Van der Sloot may still feel he is invincible, even as he sleeps on the cement floor at night in his cell and shares a TV with an alleged Columbian hit man in the cell next to his. As he mulls over this latest poker hand, though, he may find his options are limited. Many people, though, are willing to offer advice to the other players:
"The Peruvian justice system should just go and [sentence him] to 25-33 years, and if he wants a reduction of five or six years, he actually needs to lead them to find the body," Harold Copus told truTV. "If they don't find the body, then van der Sloot's lips are moving, which means he's lying."A Textbook Case
Whatever makes van der Sloot do what he does will undoubtedly remain a source of debate for some time to come, and will involve more discussions of his parents, upbringing, and the genesis of antisocial psychological traits. Meanwhile, according to former FBI profiler Clint van Zandt, van der Sloot's behavior is par for the course for someone afflicted with an uncommon, yet familiar personality disorder. Van der Sloot, van Zandt told truTV, is a specimen of the two to four percent segment of any population who have a sociopathic, psychopathic, or antisocial personalities. "[Joran] is a pathological liar, and I think the only time he will tell the truth about anything is when he believes it is in his best self interest at the exclusion of anyone else on the planet," van Zandt
While Van der Sloot seems to many to suffer from a personality disorder of some sort, it is still impossible to pinpoint what motivates him constantly to lie and capitalize on the pain and misfortunes of others with little or no remorse. He may meet the criteria for antisocial personality disorder, although "it is inappropriate to make such a serious and stigmatic diagnosis at a distance, without ever having evaluated the defendant in person," Dr. Stephen Diamond, a psychologist specialized in forensics, told truTV. "Van der Sloot also seems to manifest many of the symptoms of narcissistic personality disorder, or at least exhibits narcissistic traits including grandiosity, arrogance, a sense of entitlement, interpersonal exploitation, lack of empathy, and severe narcissistic rage," Diamond said. "This is why I see defendants such as this as suffering from 'psychopathic narcissism.'"
Rock Star-Like Fame
The van der Sloot case represents more than just a traditional crime story. Van der Sloot's relationship with new types of media outlets, and, in particular, his ability to use publicity to his advantage may have set the stage for a new type of criminal case. In many respects, van der Sloot heralds a new type of criminal suspect who seeks to capitalize on his notoriety, using Facebook pages, blog sites, and new media outlets that can reach millions of readers in just a matter of minutes, Byars told truTV.

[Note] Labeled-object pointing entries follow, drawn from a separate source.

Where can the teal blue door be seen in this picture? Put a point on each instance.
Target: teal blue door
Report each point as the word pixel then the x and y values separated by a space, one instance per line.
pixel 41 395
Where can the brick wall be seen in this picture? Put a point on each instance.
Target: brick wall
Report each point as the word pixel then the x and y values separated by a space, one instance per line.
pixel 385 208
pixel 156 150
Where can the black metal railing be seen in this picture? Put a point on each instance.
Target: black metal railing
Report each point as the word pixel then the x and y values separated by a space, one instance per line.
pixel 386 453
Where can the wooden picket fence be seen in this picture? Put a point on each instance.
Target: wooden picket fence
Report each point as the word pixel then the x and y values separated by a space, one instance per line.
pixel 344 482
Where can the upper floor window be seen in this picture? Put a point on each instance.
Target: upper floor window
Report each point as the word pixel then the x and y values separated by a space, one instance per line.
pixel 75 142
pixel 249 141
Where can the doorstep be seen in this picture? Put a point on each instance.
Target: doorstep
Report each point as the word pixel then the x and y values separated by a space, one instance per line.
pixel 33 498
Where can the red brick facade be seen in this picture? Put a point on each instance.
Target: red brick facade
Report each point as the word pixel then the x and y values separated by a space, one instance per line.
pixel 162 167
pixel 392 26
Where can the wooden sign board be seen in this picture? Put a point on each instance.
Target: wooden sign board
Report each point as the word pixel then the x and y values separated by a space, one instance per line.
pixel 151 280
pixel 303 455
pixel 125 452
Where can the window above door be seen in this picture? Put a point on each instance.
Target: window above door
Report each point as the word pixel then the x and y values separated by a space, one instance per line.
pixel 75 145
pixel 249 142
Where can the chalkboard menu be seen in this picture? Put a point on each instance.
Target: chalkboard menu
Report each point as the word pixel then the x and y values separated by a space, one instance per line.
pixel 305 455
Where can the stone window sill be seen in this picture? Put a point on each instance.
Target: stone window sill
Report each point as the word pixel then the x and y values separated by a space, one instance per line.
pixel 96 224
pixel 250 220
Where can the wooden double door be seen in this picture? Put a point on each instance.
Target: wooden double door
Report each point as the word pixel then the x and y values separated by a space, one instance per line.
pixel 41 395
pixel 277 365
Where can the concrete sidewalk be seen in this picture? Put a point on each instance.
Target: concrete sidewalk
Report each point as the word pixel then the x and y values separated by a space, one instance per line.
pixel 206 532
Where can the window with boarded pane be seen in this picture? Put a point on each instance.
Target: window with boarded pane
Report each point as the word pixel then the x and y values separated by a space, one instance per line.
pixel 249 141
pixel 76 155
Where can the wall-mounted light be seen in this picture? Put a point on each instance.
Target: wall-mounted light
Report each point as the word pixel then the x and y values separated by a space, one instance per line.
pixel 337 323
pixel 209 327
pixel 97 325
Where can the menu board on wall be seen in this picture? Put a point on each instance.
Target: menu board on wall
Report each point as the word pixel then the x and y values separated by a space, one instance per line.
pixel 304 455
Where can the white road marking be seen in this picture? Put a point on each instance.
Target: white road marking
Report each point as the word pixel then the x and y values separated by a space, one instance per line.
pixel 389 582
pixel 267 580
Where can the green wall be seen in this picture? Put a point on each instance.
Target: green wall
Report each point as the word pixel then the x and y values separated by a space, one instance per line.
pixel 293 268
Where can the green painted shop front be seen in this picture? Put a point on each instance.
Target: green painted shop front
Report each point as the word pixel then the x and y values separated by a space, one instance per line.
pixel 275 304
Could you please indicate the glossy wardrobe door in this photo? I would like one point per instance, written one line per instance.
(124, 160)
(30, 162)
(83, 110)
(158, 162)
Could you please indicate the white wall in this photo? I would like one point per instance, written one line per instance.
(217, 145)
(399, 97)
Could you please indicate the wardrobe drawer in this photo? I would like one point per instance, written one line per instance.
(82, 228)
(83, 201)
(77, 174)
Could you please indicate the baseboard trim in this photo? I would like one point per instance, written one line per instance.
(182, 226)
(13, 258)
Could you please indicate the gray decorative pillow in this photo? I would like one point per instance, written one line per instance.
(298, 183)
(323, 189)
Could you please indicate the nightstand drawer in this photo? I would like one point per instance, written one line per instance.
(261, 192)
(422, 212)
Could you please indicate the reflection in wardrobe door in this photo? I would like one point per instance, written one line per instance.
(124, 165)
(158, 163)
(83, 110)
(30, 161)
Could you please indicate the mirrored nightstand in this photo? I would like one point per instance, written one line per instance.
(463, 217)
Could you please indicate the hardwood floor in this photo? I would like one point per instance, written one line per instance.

"During the entire time, Joran has really had the rock star lifestyle and he hasn't held a real job," Byars said. "Whenever he needed money he came up with a new story and did another interview."
Indeed, van der Sloot was able to manipulate an entire population through the press. "There is no greater control than that when people are hanging on your every word, while he can make those emotions go anyway he wants," Byars said. "I think we will see more of that with the reality television trends and the instant gratification of Twitter and Facebook, when someone who may or may not have done the crime—which is completely immaterial—can really get off on the publicity, the money they can make off of the crime, and the lifestyle that gives them."
Sadly, the significance of the van der Sloot case in the annals of crime history can easily overshadow the plight of the victims. In Natalee Holloway's case, for example, it may never be known whether she died from a bad mix of alcohol and date-rape drugs that van der Sloot slipped in her drink, whether van der Sloot simply murdered her, or some bizarre tragedy unrelated to van der Sloot somehow befell her. The upcoming trial for Flores' murder could shed some light on what happened, although learning the real truth directly from van der Sloot's testimony seems an increasingly remote possibility.